It was actually Bruce Grobbelaar who started the rumours. He said that he was concerned before the game as to the amount of Chelsea shirts he saw around the ground.
He never told anyone until everyone was home like.
Grobbelaar’s penalty heroics helped Liverpool win the European Cup in Rome in 1984. A year later, they reached the final again, when they were due to play Juventus in Brussels. With 60,000 fans assembling inside the Heysel stadium, a riot started, resulting in the collapse of an already crumbling wall and the deaths of 39 Juventus supporters. A five-year blanket ban on English sides playing in Europe followed, but Grobbelaar is adamant that the instigators were not from Liverpool.
“It was worse than witnessing what I saw in the Bush. These were grown men behaving like savages. My then mother-in-law came over for the final on the ferry, and she was one of many who were handed pamphlets by the National Front, which basically said, 'Liverpool will not be in Europe again.'
"The NF saw Scousers as scroungers and envied Liverpool’s success on a football field. My mother-in-law said that a lot of the people handing out pamphlets had Chelsea and Millwall tattoos on their arms. People are still free now with blood on their hands.”
Grobbelaar later decided to try to find out for sure whether the NF were really implicated in Heysel. “I travelled to one of their headquarters just outside Slough for a group meeting. They recognised me straight away and because I was a white guy from Rhodesia, they assumed that I was racist. So they welcomed me.
"I had a drink and tried to relax. One of the heads approached me and we got talking. I asked whether they knew anybody who was involved in Heysel and all of a sudden he went cold, said no, then walked off. He sussed me and I decided it was best I leave for my own safety.”

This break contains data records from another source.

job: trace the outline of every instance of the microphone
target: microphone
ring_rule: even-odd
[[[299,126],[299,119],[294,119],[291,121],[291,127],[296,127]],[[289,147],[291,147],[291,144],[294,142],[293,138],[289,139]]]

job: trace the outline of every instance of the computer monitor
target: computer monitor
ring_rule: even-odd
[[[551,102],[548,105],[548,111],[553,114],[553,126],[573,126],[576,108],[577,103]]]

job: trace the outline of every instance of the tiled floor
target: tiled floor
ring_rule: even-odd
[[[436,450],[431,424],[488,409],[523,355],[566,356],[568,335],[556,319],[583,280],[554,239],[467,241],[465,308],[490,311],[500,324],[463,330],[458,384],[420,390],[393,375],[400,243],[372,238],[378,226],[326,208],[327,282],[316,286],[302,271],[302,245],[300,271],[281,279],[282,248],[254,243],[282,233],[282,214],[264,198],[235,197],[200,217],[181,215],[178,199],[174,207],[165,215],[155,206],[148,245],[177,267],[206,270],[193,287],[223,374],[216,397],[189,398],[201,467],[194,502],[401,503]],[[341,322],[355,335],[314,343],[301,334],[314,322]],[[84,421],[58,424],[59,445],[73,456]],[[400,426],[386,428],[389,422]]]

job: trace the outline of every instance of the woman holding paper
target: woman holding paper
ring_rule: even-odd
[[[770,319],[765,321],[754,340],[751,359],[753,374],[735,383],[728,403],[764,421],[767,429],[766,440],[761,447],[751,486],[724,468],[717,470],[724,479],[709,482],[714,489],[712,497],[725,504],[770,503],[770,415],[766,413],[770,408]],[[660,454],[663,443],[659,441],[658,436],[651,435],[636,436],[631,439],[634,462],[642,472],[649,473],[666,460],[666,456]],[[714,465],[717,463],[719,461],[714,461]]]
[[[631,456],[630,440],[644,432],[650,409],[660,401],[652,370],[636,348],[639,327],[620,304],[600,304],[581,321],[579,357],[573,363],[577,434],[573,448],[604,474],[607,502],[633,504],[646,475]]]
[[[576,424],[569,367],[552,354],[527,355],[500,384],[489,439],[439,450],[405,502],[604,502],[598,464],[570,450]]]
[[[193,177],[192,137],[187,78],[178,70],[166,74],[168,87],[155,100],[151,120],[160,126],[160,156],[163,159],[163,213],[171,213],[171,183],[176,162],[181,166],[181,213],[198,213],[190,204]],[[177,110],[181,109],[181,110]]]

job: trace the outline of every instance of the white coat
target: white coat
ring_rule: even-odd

Dalglish came out with this on remembering Heysel:
"We learned afterwards that some Juventus fans at the unsegregated end had been throwing stones at Liverpool supporters, which was why some of our fans ran at them on that terrace in Heysel. Liverpool fans were blamed for killing the Italians but people forget the circumstances. On previous away trips, Liverpool fans had behaved themselves as well as anyone. So why was Heysel different? The stadium, the organisation and the attacks on Liverpool fans in Rome were factors in the Heysel disaster."